Русский триллер
СЕАНС – 9
Название фильма «Жизнь с идиотом», при кажущейся элементарности, может быть по-разному переведено на языки. Простейший английский вариант — Life with an Idiot — формально соответствует оригиналу. Но поскольку речь идет не только о жизни (в смысле жития или бытия) вообще, но и о конкретной совместной жизни в одной квартире, точнее принять формулу Living with an Idiot. Это означает, скорее, проживание и, пожалуй, даже — согласно советской терминологии — проживание на общей жилплощади. Что, как известно, предполагает выживание сильнейшего.
Нельзя сказать, чтобы сия тема была неведома западному кино. Например, Барбет Шретер («Одинокая белая женщина…») заставляет свою героиню подыскать компаньонку, призванную разделить с ней квартплату и одиночество. Бытовая завязка чревата жестоким психологическим триллером, который кончается кровопусканием и хрустом костей — борьбой не на жизнь, а на смерть.
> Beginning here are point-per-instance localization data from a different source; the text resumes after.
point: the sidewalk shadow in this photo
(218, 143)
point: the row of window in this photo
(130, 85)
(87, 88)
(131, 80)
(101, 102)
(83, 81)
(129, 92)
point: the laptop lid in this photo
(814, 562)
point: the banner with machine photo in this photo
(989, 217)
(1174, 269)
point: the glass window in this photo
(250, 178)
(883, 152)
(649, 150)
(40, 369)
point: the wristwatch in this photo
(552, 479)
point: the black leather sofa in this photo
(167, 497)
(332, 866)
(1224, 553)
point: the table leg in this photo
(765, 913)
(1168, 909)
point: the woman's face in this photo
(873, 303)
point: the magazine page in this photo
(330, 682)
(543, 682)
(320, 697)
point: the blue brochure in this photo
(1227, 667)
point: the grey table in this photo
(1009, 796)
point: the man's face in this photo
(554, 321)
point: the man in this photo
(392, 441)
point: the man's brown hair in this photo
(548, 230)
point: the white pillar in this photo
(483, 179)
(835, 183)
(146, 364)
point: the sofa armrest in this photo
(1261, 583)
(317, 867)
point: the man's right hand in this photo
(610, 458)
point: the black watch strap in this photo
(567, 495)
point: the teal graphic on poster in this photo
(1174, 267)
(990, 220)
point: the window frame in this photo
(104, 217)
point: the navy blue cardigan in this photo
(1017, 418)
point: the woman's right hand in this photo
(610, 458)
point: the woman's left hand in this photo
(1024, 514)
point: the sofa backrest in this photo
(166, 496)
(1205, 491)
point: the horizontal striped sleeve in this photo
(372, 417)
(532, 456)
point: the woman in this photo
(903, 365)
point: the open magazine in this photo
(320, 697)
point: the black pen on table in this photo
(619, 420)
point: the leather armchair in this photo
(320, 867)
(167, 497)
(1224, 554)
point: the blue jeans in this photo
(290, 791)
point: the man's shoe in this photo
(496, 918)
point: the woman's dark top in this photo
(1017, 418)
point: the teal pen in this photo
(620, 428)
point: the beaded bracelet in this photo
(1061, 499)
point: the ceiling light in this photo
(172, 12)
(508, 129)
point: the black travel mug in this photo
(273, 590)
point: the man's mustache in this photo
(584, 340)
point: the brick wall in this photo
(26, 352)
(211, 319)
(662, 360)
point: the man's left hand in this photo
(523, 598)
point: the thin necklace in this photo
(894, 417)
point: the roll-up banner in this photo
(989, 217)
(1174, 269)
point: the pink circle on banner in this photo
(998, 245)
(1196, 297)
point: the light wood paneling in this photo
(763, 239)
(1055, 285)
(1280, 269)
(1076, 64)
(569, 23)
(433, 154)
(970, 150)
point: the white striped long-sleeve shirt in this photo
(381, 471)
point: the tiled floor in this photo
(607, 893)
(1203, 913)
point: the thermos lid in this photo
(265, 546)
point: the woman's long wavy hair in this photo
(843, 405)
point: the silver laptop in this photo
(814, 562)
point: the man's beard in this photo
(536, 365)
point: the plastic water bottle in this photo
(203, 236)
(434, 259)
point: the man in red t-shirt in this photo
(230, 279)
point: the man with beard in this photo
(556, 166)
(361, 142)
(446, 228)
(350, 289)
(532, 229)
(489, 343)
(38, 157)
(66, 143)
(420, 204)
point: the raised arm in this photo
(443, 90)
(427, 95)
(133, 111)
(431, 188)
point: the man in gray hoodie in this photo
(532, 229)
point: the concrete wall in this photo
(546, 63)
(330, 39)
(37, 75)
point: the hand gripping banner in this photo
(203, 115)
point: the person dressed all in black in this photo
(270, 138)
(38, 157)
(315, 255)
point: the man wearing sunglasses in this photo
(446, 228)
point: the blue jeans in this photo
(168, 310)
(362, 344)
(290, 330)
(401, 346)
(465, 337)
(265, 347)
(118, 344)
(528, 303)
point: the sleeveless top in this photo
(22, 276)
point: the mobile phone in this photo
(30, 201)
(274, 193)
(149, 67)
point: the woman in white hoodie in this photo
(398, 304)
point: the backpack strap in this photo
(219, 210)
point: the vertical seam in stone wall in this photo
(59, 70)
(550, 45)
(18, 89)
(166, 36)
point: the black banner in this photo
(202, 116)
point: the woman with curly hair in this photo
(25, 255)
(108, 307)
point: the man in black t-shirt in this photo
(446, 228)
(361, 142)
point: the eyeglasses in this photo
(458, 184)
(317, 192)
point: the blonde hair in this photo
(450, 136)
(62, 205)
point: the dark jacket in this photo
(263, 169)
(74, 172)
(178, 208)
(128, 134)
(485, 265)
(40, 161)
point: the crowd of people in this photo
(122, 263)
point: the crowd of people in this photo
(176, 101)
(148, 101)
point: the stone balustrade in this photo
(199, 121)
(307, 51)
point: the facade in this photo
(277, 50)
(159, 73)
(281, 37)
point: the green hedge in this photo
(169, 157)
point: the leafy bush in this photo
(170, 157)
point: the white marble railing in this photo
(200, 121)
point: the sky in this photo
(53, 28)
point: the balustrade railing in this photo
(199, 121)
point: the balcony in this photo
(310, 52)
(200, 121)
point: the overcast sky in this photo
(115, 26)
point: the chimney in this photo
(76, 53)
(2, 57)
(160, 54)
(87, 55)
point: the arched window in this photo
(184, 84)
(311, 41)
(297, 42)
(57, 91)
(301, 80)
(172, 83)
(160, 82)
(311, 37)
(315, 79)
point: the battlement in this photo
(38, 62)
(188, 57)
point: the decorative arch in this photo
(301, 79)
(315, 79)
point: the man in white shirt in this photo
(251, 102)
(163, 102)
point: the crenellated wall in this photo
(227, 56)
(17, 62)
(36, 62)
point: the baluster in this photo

Хруст костей, скрежет зубовный слышится и в фильме Александра Рогожкина. «Жизнь с идиотом» — русский триллер. Проявляя редкую последовательность, скромный и тихий Рогожкин тянет из фильма в фильм тему одержимости насилием — тему, несомненно, центральную для искусства конца века, а для России словно бы и несуществующую. Поразительно, но факт: каждый раз, когда появляется действительно серьезный фильм с жестокими провоцирующими сценами, раздается знакомый вопль: мол, как это неприятно, неуместно, неэтично, негигиенично и как не соответствует духу нашей национальной гуманистической культуры.
Осталось чистое кино — жестокое, прямое, гипнотизирующее своим уродством
Можно усомниться в сценарных достоинствах лент Рогожкина. Они невелики и в «Карауле», и в «Чекисте». Но в обоих случаях драматургическая канва парадокументальна. «Жизнь с идиотом» — принципиально иной случай: Рогожкин отталкивался от рассказа Виктора Ерофеева, мастера литературных провокаций и мистификаций. Те, кто любит его тошнотворно маньеристскую прозу («исполинский бордово-венозный червь шевелился на осеннем газоне…»), убеждены, что ее перевод на язык экрана вообще немыслим. С моей точки зрения — и слава Богу. Между тем чисто кинематографические достоинства фильма Рогожкина для меня очевидны. И не только для меня: в пору резкого падения интереса к российскому кино это один из немногих фильмов, с отличием прошедший международный фестивальный экзамен. Это одна из считанных картин года, которые можно смотреть без отвращения к их уровню профессионализма, а ее создатель — чуть ли не единственный наш режиссер, способный стабильно работать на (элитарную, разумеется) западную аудиторию.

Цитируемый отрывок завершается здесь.